I Am The Devil James Mason & Leslie Stevens' beautiful and obscure rendering of one family's escape from indentured slavery through the entreprenurial violence of pirate Major Steed Bonnett, AKA Sailormaster to Captain Teach (Blackbeard), AKA The Devil.
Manx, upon gaining her freedom, is granted title to Bull Island, off the coast of Carolina. Upon arrival with her husband she finds a family of fisherman in residence who claim the island for their own - in the ensuing struggle her husband is killed and she is ordered to leave under threat of death. By sheer providence, stranger James Mason is washed up on shore unconscious, a floater reading 'Dead Man' around his neck. The mysterious Mason joins her struggle...
The morality of the film is fine, tracking a passage from the sureties of slavery in the old Empire to the anarchy of a land-grab in the new World - Manx has the deeds to the island, but none of the fishermen can read worth a damn. The script is refracted through sunlight into blood, most violence happening in superb colour, and mixing colour into those insane words...
-He knows how to use that axe. Would you fight a man with a axe?
-You tore up her books, killed her birds.

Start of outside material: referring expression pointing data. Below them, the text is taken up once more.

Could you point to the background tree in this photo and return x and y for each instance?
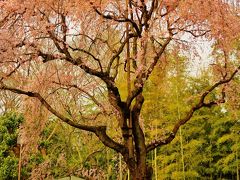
(64, 52)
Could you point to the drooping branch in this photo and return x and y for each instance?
(120, 20)
(200, 104)
(100, 131)
(143, 76)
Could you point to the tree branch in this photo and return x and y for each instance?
(100, 131)
(188, 116)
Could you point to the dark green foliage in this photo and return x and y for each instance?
(9, 150)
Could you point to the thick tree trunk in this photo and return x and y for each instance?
(142, 172)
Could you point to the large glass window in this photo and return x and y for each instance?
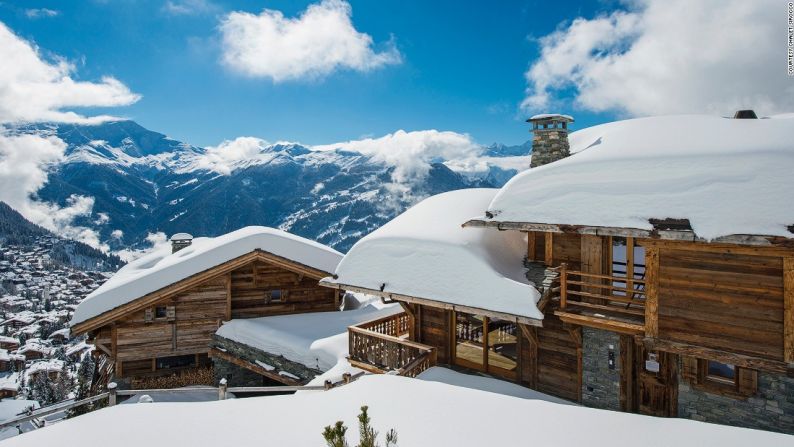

-My father told me he was the king of the moon. He was the king of the moon.
In one extraordinary scene, film in a ten minute take with no cuts of any kind, Manx explains the mechanics of slavery to Mason, shows him her indenture and the two parts of paper representing her whole person - the reason why the scene was filmed without cuts, its narrative integrity intact.
-One person, undivided and whole.
Nicolas (Rip Torn) is tempted into the New World, wanting to learn to read, and deserts his fisherman brothers to throw his lot in with Manx. The remaining fishermen send to the mainland for help from the brutal Kingstree (Neville Brand) and the scene is set for a confrontation between land and sea, life and death...
Only Cimino's Heaven's Gate shares the same canvas as Hero's Island, both showing an interior landscape, a projected journey, an intellectual sword-fight. The sheer physicality of the final clash between Mason & Brand birthing the notion of everything we have seen and heard.
A stunning, stunning film, a masterpiece, and probably the finest film of the 60's. There is a letterboxed print which occasionally shows on TCM - see Hero's Island in all its glory and all its obscure and forgotten pain.